Sejak beberapa tahun lalu, aku sebenarnya sudah tersesat. Tersesat
di hatimu *uhukk
Pun telah terhitung sangat lama aku terus mencari-cari nama
jalan sebagai arah tujuan, urutan dusun untuk kususuri tekun, serta desa apa
agar walimu bisa kujumpa. Tapi sayang, iya sayang, aku agak malu. Tapi bukan
hanya itu, kita ‘kan harus bersiap-siap dahulu. Semoga Allah masih memberi sedikit
waktu. Kiranya kita dapat bertemu dan menyatu dalam cinta dari Sang Mahasatu.
Well, cukup bapernya.
Hehe.
Kemanapun kita pergi, dimana kita berada kini, tidak
mustahil untuk mendatangi tujuan
perjalanan. Bahkan jika di tengah-tengah belantara, selagi ada tempat bertanya,
kenapa tidak menghampirinya? Niscaya kena bertemu jalan keluar di sana. Apalagi
kalau teresesat di kota? Ah, tidak perlu dijawab.
Tapi faktanya, daripada itu semua, penghalang untuk
melakukannya adalah malu. Penghambat ketika akan memulainya adalah malu. Sebenarya
boleh malu-malu, asal nggak malu yang dibuat-buat dan berlebihan, lebai. Akhirnya
mutar-mutar tak tentu –persis seperti sedang diberi harapan palsu, jadinya
lemas brai.
Apa yang harus membuat kamu malu bertanya?

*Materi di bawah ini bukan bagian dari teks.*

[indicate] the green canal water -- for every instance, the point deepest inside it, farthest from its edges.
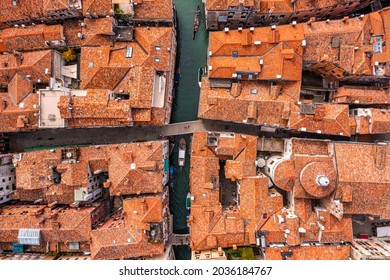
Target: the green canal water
(191, 55)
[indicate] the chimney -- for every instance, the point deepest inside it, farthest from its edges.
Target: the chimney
(319, 113)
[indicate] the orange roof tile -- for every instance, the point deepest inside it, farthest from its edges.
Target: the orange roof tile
(57, 225)
(23, 10)
(361, 95)
(366, 175)
(327, 252)
(333, 120)
(30, 37)
(99, 7)
(127, 172)
(211, 225)
(52, 5)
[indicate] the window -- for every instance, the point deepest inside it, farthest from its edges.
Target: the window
(74, 245)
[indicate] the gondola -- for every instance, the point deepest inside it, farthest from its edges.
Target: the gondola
(196, 22)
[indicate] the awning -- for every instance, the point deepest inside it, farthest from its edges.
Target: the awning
(29, 236)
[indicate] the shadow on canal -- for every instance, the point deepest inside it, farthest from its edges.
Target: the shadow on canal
(191, 55)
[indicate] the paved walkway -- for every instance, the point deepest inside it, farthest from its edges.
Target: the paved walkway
(115, 135)
(179, 239)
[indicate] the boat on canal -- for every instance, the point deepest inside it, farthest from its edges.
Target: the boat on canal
(182, 152)
(188, 201)
(200, 75)
(196, 22)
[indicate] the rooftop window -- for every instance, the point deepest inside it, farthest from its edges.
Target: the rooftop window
(129, 52)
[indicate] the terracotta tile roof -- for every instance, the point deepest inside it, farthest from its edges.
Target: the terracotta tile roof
(327, 252)
(30, 37)
(130, 173)
(19, 74)
(98, 32)
(223, 4)
(361, 95)
(211, 225)
(25, 9)
(327, 119)
(277, 6)
(71, 30)
(52, 5)
(351, 187)
(344, 42)
(154, 9)
(251, 102)
(99, 7)
(282, 45)
(367, 176)
(17, 117)
(109, 68)
(125, 237)
(19, 88)
(29, 63)
(93, 108)
(60, 224)
(371, 121)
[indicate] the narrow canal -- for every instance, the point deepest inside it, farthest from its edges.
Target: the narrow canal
(191, 55)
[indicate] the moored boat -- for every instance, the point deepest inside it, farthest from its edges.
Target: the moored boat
(188, 201)
(182, 152)
(196, 22)
(200, 75)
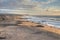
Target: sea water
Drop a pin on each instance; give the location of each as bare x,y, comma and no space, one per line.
45,20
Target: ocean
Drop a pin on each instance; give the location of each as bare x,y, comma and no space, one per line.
45,20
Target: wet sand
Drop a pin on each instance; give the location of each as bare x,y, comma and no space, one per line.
25,31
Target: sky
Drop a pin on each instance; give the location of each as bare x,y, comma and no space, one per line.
34,7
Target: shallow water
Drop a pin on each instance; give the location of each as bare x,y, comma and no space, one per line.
51,21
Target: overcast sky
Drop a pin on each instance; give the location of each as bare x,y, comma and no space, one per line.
31,6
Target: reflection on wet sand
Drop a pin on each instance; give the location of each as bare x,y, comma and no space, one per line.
17,28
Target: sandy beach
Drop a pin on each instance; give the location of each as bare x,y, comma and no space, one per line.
26,30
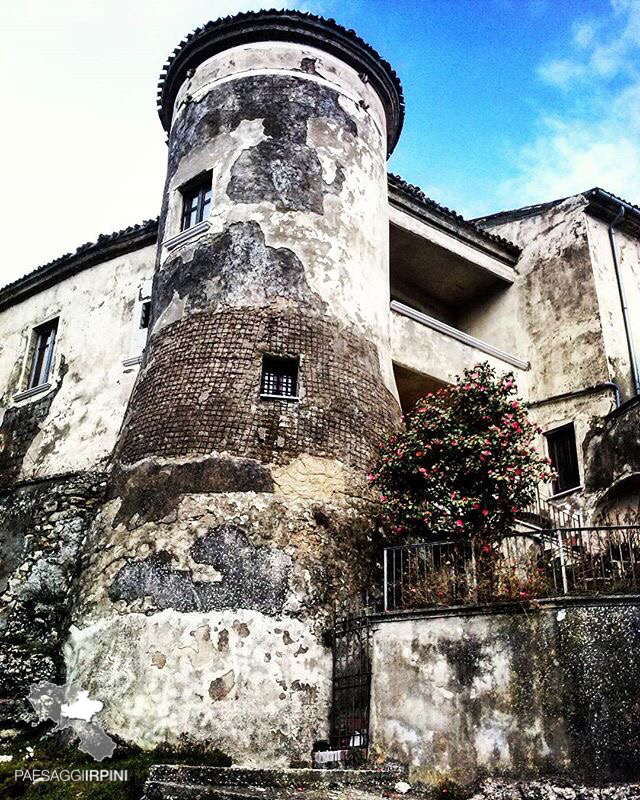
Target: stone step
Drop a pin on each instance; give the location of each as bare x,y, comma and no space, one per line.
264,778
179,782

Toh, kalau dia jawab terima, alhamdulillah -atau ditolak, ya nggak pa-pa *pemabahasan macam apa ini?
Kenapa kamu malu untuk memulai datang padanya dan bertegur
sapa kemudian nantinya menanya?
Tidak harus lelaki yang mengawali, perempuan pun memiliki
potensi. Katakan saja maksud hatimu dan tanya pendapatnya. *Hem?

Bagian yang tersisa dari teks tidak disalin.